To: Frank Michaels Errington
From: Sheriff Penny Miller, Flat Rock NV
Re: BLOOD DESERT
Right off, let me caution you that this memo was written under difficult circumstances. In fact, it may not seem to make a lick of sense at first, mostly because I’m worn out as a goose with a bad case of the shits. I don’t even know where to start, so just gonna come right out and say whatever comes to mind, whether in or out of order.
Seems hard to believe now, but my little desert town, and the whole damn flat as a bovine frisbee county it squats in, used to be a calm and sleepy place. A big Saturday night had me putting a drunk in a cell to sleep it off, and maybe warning Ricky Bob Walker not to discharge his rifle within city limits. It was pretty nice around here, to be honest. Back then, downright pretty. Until the poop hit the fan and my life got splattered like bug guts on the windshield.
Before I go any further, I need to reveal a very weird thing. I don’t know dick about abstract physics, alternative universes, and all that SciFi stuff, but I suspect that something from way out there recently snuck up behind to nip me on the ass. What I mean by all that, Frank, is that everything just changed overnight around here.
And I do mean everything.
Stay with me: Time itself has kind of changed. And we ain’t talking about daylight savings. For a bunch of reasons I don’t understand, we have all somehow gone backwards. Like for real, by a couple of years, and that means that all six books you reviewed about that whole zombie thing, well they never happened. Not yet, anyway. In fact, back in this here world, I’ve just split up from Terrill Lee, who I caught banging some air headed bimbo while we were married. Here I’m somewhat new at being the Sheriff of Flat Rock, Nevada, but am already as good at this job as any limp noodled, numbnuts male who’s ever held the title. Way better, in fact. A fact which should come as no surprise. Because if you want something done right, always give it to a woman.
The thing is, some odd strangers have come to Flat Rock. Two new ladies who are bringing real money in, which our corrupt Mayor loves. But they are also dragging behind them, kind of like the tail of a kite tied to firecrackers, one hell of a lot of trouble. I've also spotted a pair of teen drug dealers who look to be exploiting this sudden uptick in our local economy. Now, you might think those events won't add up to a big deal, but you’d be wrong as a turd on a salad plate. It’s a slow-motion train wreck from the start and quickly gets a whole lot worse. Because Terrill Lee found some cattle with very unusual holes in them, and a then there's also that dead man out in an alley who kind of proved my point. Which is that things really do suck around here. And that ain’t just a figure of speech tonight. Things are sucking the blood out of people.
Hold on a second. I just heard something up on the roof. Might just be the wind or some raccoons. Gotta listen.
Never mind. It's gone now.
Anyway, that is just an update in case this whole case goes south. The good news is I’m not up against those ravenous, mindless zombies who can reproduce faster than a herd of bunnies chowing down on a garden of Viagra. The bad news is that this time the things that suck around here have turned out to have fangs and piss stuff you could use to scrub away rust.
These ass hats are actual vampires. Honest to God. They are batshit crazy and thirsty as a broke Shannon boyo on St. Patrick’s Day.

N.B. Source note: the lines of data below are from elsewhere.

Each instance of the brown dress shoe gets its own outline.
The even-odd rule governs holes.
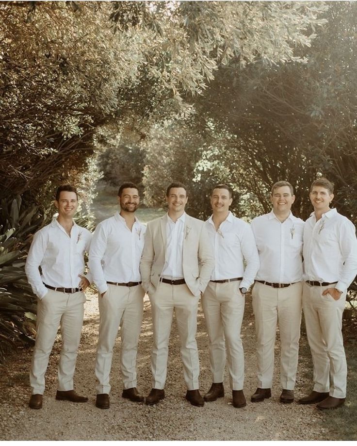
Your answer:
[[[327,396],[324,401],[316,404],[316,407],[321,411],[328,409],[337,409],[344,404],[345,398],[336,398],[335,396]]]
[[[223,382],[212,382],[211,389],[203,397],[205,401],[215,401],[217,398],[222,398],[225,396],[225,389]]]
[[[258,401],[263,401],[266,398],[270,398],[272,396],[272,391],[270,389],[261,389],[258,387],[255,393],[250,397],[250,400],[252,403],[257,403]]]
[[[245,407],[247,405],[245,397],[243,390],[232,391],[233,405],[234,407]]]
[[[189,401],[193,406],[201,406],[205,404],[205,400],[201,396],[198,389],[195,390],[188,390],[186,393],[185,397],[187,401]]]
[[[72,403],[86,403],[88,401],[86,396],[80,396],[74,390],[57,390],[56,394],[56,399],[60,400],[66,400]]]
[[[97,394],[96,406],[99,409],[109,409],[109,396],[108,394]]]
[[[164,397],[165,391],[163,389],[151,389],[151,391],[145,398],[145,404],[148,406],[153,406]]]
[[[328,396],[328,392],[316,392],[313,390],[307,396],[300,398],[299,403],[300,404],[314,404],[315,403],[319,403],[321,401],[323,401]]]
[[[35,394],[34,395],[31,395],[30,398],[29,406],[31,409],[42,409],[42,396],[39,394]]]
[[[294,391],[288,390],[287,389],[283,389],[283,391],[280,395],[280,402],[285,404],[292,403],[294,400]]]
[[[124,389],[121,394],[123,398],[127,398],[130,401],[136,403],[141,403],[144,401],[144,398],[141,395],[136,389],[136,387],[130,387],[130,389]]]

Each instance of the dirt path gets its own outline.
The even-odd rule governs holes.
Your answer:
[[[242,337],[245,356],[244,392],[247,404],[235,409],[230,404],[231,394],[226,374],[226,396],[208,403],[204,407],[192,406],[184,399],[178,334],[173,325],[170,343],[166,398],[156,406],[138,404],[121,397],[119,355],[117,340],[111,374],[111,407],[97,409],[95,403],[94,362],[97,338],[98,313],[97,297],[88,295],[82,336],[78,356],[75,383],[76,390],[89,398],[88,403],[76,404],[57,401],[57,364],[60,347],[59,337],[46,375],[44,407],[34,411],[28,406],[30,390],[29,370],[31,351],[20,351],[0,367],[0,440],[312,440],[331,439],[323,426],[322,415],[314,407],[295,403],[284,405],[279,402],[280,393],[279,366],[276,360],[273,396],[258,403],[250,402],[257,387],[256,356],[250,298],[247,298]],[[138,356],[138,388],[146,395],[151,389],[150,355],[152,343],[150,304],[145,311]],[[207,391],[211,383],[207,336],[200,307],[197,340],[201,363],[201,390]],[[302,348],[306,348],[302,340]],[[276,356],[279,347],[277,344]],[[309,390],[310,363],[299,362],[295,395]]]

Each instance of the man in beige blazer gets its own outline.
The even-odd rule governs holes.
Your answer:
[[[198,300],[214,266],[204,222],[185,213],[186,186],[173,182],[167,188],[167,214],[147,224],[140,262],[143,286],[150,298],[154,342],[151,355],[152,389],[146,404],[165,396],[168,342],[174,311],[181,341],[186,399],[203,406],[198,391],[199,364],[195,340]]]

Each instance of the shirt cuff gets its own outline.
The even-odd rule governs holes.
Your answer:
[[[36,293],[36,296],[39,299],[43,299],[45,296],[47,294],[49,291],[49,289],[46,288],[46,286],[42,287],[39,290],[38,290],[37,292]]]
[[[336,283],[336,286],[335,288],[340,290],[340,291],[342,291],[342,293],[345,293],[347,291],[347,283],[345,283],[344,282],[341,282],[341,281],[339,281]]]

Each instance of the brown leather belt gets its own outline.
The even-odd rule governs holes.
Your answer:
[[[267,285],[268,286],[272,286],[273,288],[285,288],[287,286],[293,285],[294,283],[297,283],[297,282],[292,282],[291,283],[272,283],[270,282],[266,282],[265,281],[257,281],[259,282],[260,283]]]
[[[141,282],[128,282],[127,283],[120,283],[120,282],[107,282],[109,285],[115,285],[116,286],[136,286],[137,285],[141,285]]]
[[[169,279],[163,279],[161,277],[160,281],[164,283],[169,283],[170,285],[183,285],[184,283],[186,283],[184,279],[178,279],[176,281],[172,281]]]
[[[234,279],[224,279],[221,281],[210,281],[214,283],[227,283],[227,282],[236,282],[237,281],[243,281],[243,277],[235,277]]]
[[[46,285],[46,283],[44,283],[43,284],[47,288],[49,288],[50,290],[53,290],[54,291],[59,291],[61,293],[66,293],[67,294],[73,294],[73,293],[78,293],[79,291],[81,291],[81,290],[80,290],[79,288],[60,288],[58,286],[50,286],[49,285]]]
[[[337,283],[337,281],[336,282],[318,282],[317,281],[307,281],[306,283],[308,283],[311,286],[327,286],[327,285],[333,285],[334,283]]]

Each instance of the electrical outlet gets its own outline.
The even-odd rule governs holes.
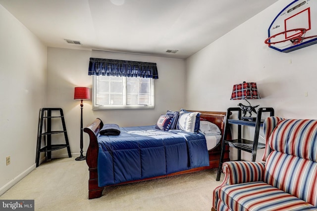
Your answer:
[[[8,156],[5,158],[6,160],[6,166],[9,165],[11,164],[11,159],[10,158],[10,156]]]

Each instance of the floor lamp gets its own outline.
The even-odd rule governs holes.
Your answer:
[[[83,155],[83,100],[90,99],[89,88],[86,87],[75,87],[74,91],[74,99],[80,100],[80,156],[76,158],[76,161],[83,161],[86,160],[86,157]]]

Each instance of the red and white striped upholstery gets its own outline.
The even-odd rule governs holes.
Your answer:
[[[265,122],[264,133],[270,134],[266,163],[224,163],[225,178],[213,191],[213,208],[317,211],[317,120],[271,117]]]

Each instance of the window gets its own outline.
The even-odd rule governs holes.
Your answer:
[[[154,108],[154,79],[93,77],[93,109]]]

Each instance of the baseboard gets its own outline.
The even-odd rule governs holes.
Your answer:
[[[85,152],[83,153],[83,154],[84,155],[84,156],[86,156]],[[79,157],[80,156],[80,153],[79,152],[76,153],[71,153],[71,156],[74,158],[77,158],[77,157]],[[51,157],[52,159],[56,159],[57,158],[68,158],[68,154],[66,153],[66,154],[62,154],[60,155],[52,155],[51,156]]]
[[[0,196],[4,194],[5,191],[11,188],[13,185],[17,183],[20,180],[24,178],[27,175],[31,173],[35,169],[36,164],[34,164],[24,171],[21,173],[17,176],[14,178],[9,182],[4,185],[4,186],[0,188]]]
[[[86,153],[83,153],[84,156],[86,156]],[[80,155],[80,153],[72,153],[71,156],[74,158],[76,158],[79,157]],[[68,158],[68,154],[64,154],[61,155],[52,155],[52,159],[57,159],[57,158]],[[44,157],[42,158],[40,160],[40,164],[41,164],[42,162],[45,162],[46,160],[46,158]],[[34,170],[36,168],[36,164],[33,164],[30,168],[27,169],[21,173],[17,176],[15,177],[14,178],[12,179],[9,182],[6,183],[4,186],[0,188],[0,196],[2,195],[3,193],[5,192],[7,190],[9,190],[12,187],[13,187],[15,184],[17,183],[20,180],[24,178],[27,175],[31,173],[33,170]]]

Yeah, I know how all this sounds. I can't believe it either.
Hold on to your package for another second. Did you hear that?
Shit fire. Something is for sure moving around up on the roof. Like it's looking for a way in. Claws on it, maybe? Not small. More like a bobcat or a cougar than a raccoon. Or maybe this is just one hell of a Plus Size bat. Not what I wanted to be dealing with, but guess it saves me a trip underground.
Whoa.
Looking out the jailhouse window I just saw a shadow cross the ground below, sort of like the huge thing is just pacing around up there. Is it nervous to try and take me on alone? Or maybe it is waiting for some backup?
Bullets won’t work on these assholes, but I’ve got me something rumored to get the job done. And I’m fixing to go take the bastard on.
Got to go, my people need me.
Stay well, and if folks want to find out what happens next, they will just have to buy the book Blood Desert. Frank, old friend, if I live through this one, I’m gonna be sure to check your page to see what you think of the new novel. At least that is one thing which is guaranteed not to suck.
Shhh. There it is again.
Now it’s hanging from the rain gutter. Butt ugly son of a bitch.
Gotta go. The sun is gone and it’s now full-on dark.